We human beings seem to have an innate need for order. The deliberate arrangement of things, whether furniture in the living room or ideas on a page, signifies meaning to us. Design, we sense, reveals an intelligence, and that too seems to be an inborn obligation that pleases us when we find it.
One way to bring order to the expression of ideas in writing is to maintain grammatical parallelism. Indeed, to secure this is a major reason for studying grammar. Parallelism means here correspondence, the placing of like grammatical constructions in different but related positions. Take, for example, this sentence a student recently wrote in a paragraph about foreign political dissent:
Protestors fabricated stories on the internet and plastered every wall in the city with posters accusing the police of brutality. Ironically, they were doing exactly what they had accused the government of doing: propaganda.
In the first of these two sentences, the author has set the scene by denoting two actions with transitive verbs (verbs that have a direct object): protestors, he maintains, had fabricated stories and plastered every wall. His next sentence then builds on that idea, and it is cemented nicely to the first sentence by beginning with a reference to what they were doing, pointing once again to action. In fact, as that second sentence continues, the writer reinforces the idea of taking action by repeating the word doing in the prepositional phrase of doing right before the colon.
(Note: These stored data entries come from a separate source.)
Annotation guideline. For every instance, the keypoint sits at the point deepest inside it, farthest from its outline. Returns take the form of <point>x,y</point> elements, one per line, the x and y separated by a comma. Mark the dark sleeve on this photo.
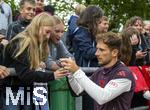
<point>85,45</point>
<point>22,66</point>
<point>1,53</point>
<point>11,31</point>
<point>72,92</point>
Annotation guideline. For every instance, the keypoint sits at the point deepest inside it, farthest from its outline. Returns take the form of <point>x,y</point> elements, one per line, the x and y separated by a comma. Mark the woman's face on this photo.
<point>138,25</point>
<point>45,32</point>
<point>57,32</point>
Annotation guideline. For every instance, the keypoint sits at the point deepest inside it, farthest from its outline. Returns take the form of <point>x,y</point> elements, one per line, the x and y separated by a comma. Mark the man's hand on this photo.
<point>4,72</point>
<point>69,64</point>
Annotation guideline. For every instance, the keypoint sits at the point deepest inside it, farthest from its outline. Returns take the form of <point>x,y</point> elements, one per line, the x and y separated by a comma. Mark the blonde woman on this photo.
<point>26,52</point>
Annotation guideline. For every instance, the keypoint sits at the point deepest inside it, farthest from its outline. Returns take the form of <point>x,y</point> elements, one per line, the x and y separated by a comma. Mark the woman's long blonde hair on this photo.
<point>29,39</point>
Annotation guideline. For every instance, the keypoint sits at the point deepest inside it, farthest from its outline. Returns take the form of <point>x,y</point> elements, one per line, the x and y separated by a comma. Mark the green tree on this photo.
<point>118,11</point>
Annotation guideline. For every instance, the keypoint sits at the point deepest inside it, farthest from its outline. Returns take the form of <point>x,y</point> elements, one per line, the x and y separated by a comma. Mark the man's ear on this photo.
<point>115,52</point>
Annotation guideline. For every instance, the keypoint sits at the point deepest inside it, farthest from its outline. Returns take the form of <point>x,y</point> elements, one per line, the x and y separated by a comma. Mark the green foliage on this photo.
<point>118,11</point>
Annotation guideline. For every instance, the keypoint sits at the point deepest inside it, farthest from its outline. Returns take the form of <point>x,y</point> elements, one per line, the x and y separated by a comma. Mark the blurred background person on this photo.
<point>72,26</point>
<point>57,47</point>
<point>39,6</point>
<point>5,17</point>
<point>84,44</point>
<point>50,9</point>
<point>25,53</point>
<point>103,25</point>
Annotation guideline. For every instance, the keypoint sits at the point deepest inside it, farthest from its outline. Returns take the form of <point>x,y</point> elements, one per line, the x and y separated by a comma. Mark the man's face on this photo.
<point>28,11</point>
<point>104,55</point>
<point>103,26</point>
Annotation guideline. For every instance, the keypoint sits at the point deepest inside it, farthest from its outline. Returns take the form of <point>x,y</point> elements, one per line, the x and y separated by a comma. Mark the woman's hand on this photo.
<point>4,72</point>
<point>69,64</point>
<point>60,73</point>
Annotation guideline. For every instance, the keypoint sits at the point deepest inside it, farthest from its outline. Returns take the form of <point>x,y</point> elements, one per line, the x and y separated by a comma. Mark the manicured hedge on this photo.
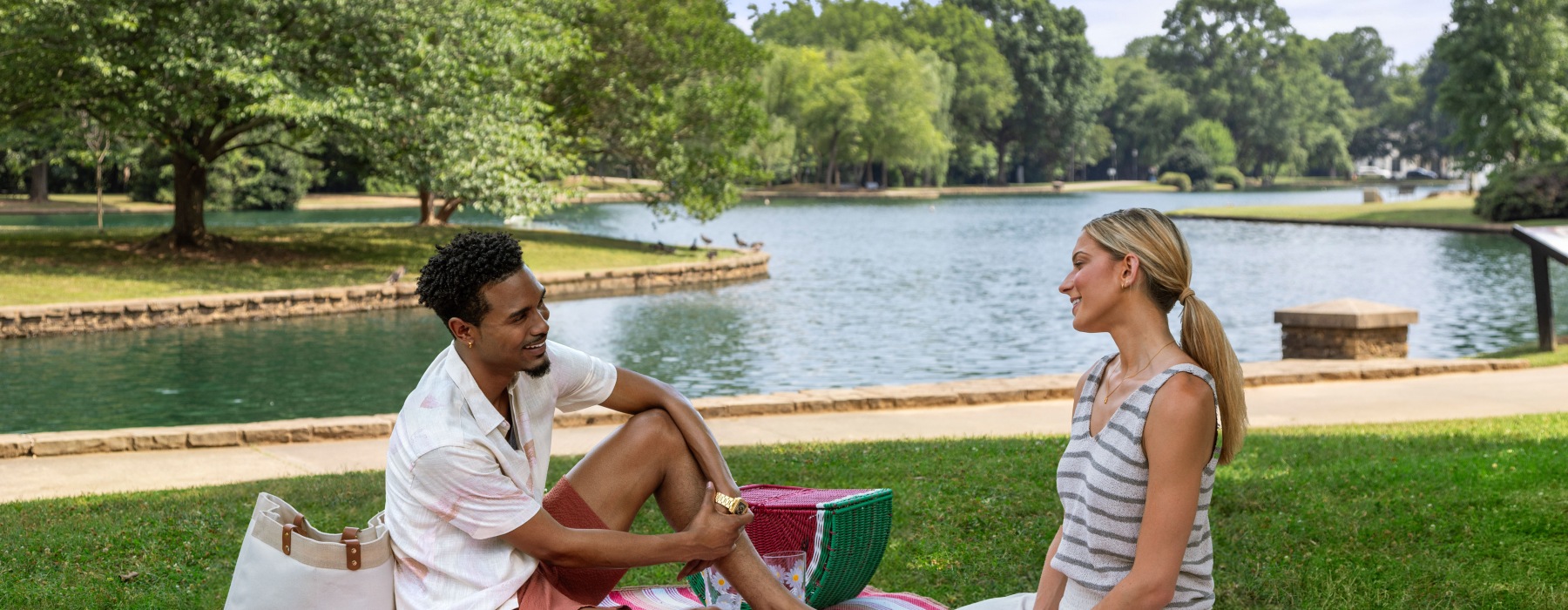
<point>1176,180</point>
<point>1524,192</point>
<point>1230,176</point>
If we are reading this passage closely, which means in part that we are giving ourselves over to the carry of the sentences, we should be able to sense ourselves stirring mentally a bit from all this movement. The sentences are propelling us somewhere, and our expectation, however unconscious, is that all these actions will lead to yet another. This conclusive momentum, in fact, is the reason the writer rightly felt the need for a colon at the end of the second sentence. A colon presents or unveils or exemplifies, and that is just what we think the writer is about to do: specify the action common between the two contenders. But the bullet does not reach its target. For instead of finding after the colon a verb, the grammatical element that would stand in correspondence with all the previous ones, we find the noun propaganda. The writer did not maintain grammatical parallelism to the very end. This simple slip has taken the propulsive energy out of the passage, and we have fallen before the mark.
In every end, however, is a beginning, and the revision here is a very simple one: propagandizing. This verbal form of the noun will keep the entire passage in parallel, and the reader will sense accordingly a strength and control in idea and expression. The revised second sentence, then, would read: Ironically, they were doing exactly what they had accused the government of doing: propagandizing. The concluding construction after the colon now matches in both form and meaning the like elements that have accumulated across the two sentences leading up to it.
Parallelism is primary in bringing order to both our thinking and writing. For an interesting and informative discussion of the subject (and just about any other topic related to grammar and writing), I would recommend Garner’s Modern American Usage by Bryan A. Garner. A usage manual should sit shoulder to shoulder with a dictionary on the shelf, and Garner’s is an excellent one to always have at hand.